Here are 7 reasons why I’m not too worried about the current bear market:
How many times have we heard this old chestnut? But in actual fact, my losses would have been much higher had I been fully invested in growth stocks or equities. My portfolio includes real estate (both personal and through REITs), income trusts, mutual funds (though fewer than before), equities and cash. I would be remiss if I did not point out that other than through some balanced funds, I hold no bonds.
2) No Debt
Well, this is not entirely true. As I have mentioned previously, I have a HELOC that I used to purchase some of my income generation portfolio. The value of those investments is now less than my HELOC balance and if I were forced to liquidate my income generating portfolio, I would find myself in a little bit of trouble.
However, I have no other debts and the income from my portfolio more than covers my interest payments (which would be the minimum I would have to pay and are tax-deductible). Having no other consumer debt means none of my income is going to servicing debts.

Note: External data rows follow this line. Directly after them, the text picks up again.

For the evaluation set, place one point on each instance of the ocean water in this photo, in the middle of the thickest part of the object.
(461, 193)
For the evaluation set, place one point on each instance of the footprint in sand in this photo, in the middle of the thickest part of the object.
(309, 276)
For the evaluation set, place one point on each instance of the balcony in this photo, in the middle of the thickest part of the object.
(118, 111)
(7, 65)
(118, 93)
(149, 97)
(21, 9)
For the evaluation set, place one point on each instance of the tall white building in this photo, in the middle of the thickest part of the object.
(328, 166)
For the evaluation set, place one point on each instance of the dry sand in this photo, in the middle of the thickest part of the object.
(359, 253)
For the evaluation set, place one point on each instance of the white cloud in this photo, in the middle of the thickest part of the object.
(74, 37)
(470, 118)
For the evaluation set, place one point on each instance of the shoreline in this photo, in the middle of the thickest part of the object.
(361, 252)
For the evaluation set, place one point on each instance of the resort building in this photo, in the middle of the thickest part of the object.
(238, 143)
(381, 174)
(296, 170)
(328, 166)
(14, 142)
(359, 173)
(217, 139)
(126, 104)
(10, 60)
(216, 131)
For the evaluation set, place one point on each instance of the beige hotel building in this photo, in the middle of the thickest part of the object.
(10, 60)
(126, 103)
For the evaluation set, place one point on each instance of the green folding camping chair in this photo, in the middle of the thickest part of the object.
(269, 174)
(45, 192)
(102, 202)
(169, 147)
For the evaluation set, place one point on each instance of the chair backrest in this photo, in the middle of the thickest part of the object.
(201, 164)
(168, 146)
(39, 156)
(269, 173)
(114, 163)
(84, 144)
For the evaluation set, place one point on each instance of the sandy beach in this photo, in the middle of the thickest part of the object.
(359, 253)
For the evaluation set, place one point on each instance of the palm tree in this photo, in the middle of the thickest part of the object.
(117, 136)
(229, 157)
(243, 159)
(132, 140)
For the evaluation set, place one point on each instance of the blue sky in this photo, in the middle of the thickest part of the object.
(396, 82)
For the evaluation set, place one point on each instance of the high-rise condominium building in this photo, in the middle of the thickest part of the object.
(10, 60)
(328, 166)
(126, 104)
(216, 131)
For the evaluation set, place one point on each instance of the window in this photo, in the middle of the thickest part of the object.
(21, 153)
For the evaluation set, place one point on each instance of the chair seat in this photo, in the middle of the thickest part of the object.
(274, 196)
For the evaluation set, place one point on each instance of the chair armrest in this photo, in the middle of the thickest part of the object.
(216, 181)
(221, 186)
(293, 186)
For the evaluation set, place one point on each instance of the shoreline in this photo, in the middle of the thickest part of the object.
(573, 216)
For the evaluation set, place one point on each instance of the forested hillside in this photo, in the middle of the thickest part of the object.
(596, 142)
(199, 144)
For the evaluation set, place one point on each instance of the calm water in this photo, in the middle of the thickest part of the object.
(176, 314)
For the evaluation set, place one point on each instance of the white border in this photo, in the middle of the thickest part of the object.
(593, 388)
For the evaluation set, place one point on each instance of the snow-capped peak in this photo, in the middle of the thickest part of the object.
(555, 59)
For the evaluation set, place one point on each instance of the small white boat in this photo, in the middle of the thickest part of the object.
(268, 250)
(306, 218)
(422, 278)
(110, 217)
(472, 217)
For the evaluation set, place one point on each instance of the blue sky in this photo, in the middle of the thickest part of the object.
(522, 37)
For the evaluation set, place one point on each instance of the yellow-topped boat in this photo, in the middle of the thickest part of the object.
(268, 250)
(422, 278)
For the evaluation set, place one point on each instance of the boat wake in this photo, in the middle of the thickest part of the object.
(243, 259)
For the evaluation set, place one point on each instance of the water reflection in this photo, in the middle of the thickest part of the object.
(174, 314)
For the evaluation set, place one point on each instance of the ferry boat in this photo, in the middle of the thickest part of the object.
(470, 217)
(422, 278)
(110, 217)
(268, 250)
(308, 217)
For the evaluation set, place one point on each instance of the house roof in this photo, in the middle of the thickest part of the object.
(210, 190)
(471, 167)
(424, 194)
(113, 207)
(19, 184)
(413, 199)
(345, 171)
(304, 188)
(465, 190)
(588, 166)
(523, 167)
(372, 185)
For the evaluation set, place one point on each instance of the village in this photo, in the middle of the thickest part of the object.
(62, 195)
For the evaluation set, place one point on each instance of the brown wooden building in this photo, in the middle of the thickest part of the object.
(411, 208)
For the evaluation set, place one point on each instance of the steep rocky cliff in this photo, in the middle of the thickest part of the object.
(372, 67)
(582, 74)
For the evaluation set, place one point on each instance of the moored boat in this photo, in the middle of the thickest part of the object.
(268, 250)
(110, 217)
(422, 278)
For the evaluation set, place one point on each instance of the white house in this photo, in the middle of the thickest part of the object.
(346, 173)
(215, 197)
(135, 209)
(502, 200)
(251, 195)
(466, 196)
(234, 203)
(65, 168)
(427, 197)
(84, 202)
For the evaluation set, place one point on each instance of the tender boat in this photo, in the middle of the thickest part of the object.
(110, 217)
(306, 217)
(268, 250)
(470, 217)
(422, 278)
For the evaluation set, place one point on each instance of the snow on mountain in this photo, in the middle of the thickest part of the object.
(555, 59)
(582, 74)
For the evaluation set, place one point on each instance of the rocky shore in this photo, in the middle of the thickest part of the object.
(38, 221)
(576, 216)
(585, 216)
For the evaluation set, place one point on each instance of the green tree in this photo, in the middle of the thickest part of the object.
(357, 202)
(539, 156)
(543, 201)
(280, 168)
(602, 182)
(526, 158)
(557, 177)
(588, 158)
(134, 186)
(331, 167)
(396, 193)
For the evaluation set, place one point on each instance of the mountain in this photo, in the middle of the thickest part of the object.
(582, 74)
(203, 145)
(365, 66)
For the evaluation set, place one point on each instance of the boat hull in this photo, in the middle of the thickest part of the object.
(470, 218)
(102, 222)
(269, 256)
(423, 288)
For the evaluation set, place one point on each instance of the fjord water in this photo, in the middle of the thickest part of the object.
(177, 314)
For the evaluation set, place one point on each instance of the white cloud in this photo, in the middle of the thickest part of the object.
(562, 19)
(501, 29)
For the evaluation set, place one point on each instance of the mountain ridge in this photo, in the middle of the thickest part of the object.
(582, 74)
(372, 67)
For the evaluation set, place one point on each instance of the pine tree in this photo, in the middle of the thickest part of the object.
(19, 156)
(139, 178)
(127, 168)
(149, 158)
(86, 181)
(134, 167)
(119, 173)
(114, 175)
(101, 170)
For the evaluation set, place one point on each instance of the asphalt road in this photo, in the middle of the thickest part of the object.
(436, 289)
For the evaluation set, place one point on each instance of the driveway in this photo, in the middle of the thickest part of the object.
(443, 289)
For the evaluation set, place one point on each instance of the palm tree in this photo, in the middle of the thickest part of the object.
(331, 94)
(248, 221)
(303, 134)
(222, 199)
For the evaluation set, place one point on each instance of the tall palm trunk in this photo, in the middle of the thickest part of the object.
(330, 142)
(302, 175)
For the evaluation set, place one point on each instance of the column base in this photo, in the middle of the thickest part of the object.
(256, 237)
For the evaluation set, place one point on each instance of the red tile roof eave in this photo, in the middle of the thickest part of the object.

3) I Don’t Rely on Capital Gains
My portfolio is structured to provide income through distributions and dividends. I am not one required to sell my assets to sustain my lifestyle. So the $200K is a paper loss, much as it was a paper gain a couple of months ago. What I do have to do is pay a little more attention to ensure none of my holdings are planning to cut or suspend there dividends/distributions. This requires a little more homework, but I am prepared to do that while all the blood-letting is going on.
4) Conservative Portfolio
When I decided to take super early retirement, I decided (or better yet, my wife told me) that she wanted to sleep well at night too. She is super risk averse (and she points out that we would have been further ahead if we put all our money in GICs :-) So, I have not made any investments more than 5% of my total portfolio (not withstanding real estate). To that end, should a company go under or stop distributions, I would be out a small portion of my overall monthly income.
5) I Can Still Work
I am young, energetic and still have earning potential. If I were in incredibly dire straights, I could go back to work full time or part time. I have that flexibility and I am not afraid of work. I just prefer not to :-)
6) Don’t Panic
In the words of the immortal Douglas Adams, “Don’t Panic”. The meltdown and bailout has occurred. This too, shall pass. The financial markets will emerge stronger and better regulated. The winners will continue to earn money and the losers will fade away. Banks will stop loaning money to people who can’t afford it and will have to return to sound business making decisions. Focus will once again return to emerging markets and we will all be forced to stop funding our standard of living on our collective credit cards.
7) This is not the US
I hate to parrot our Prime Minister, but at the end of the day, our banking sector is much more heavily regulated than the US. Our banks have some exposure to the ABCP market and sub-prime mess, but they were earning billions of dollars in Canada before they made the foray into that area and will continue to make billions of dollars. Most of the losses are write-downs which haven’t affected their cash positions. Mortgages they have written are generally insured by CHMC in high risk scenarios and they are covered.
Just my thoughts on the current state of the markets. I am not an expert, so take what I say with a grain of salt.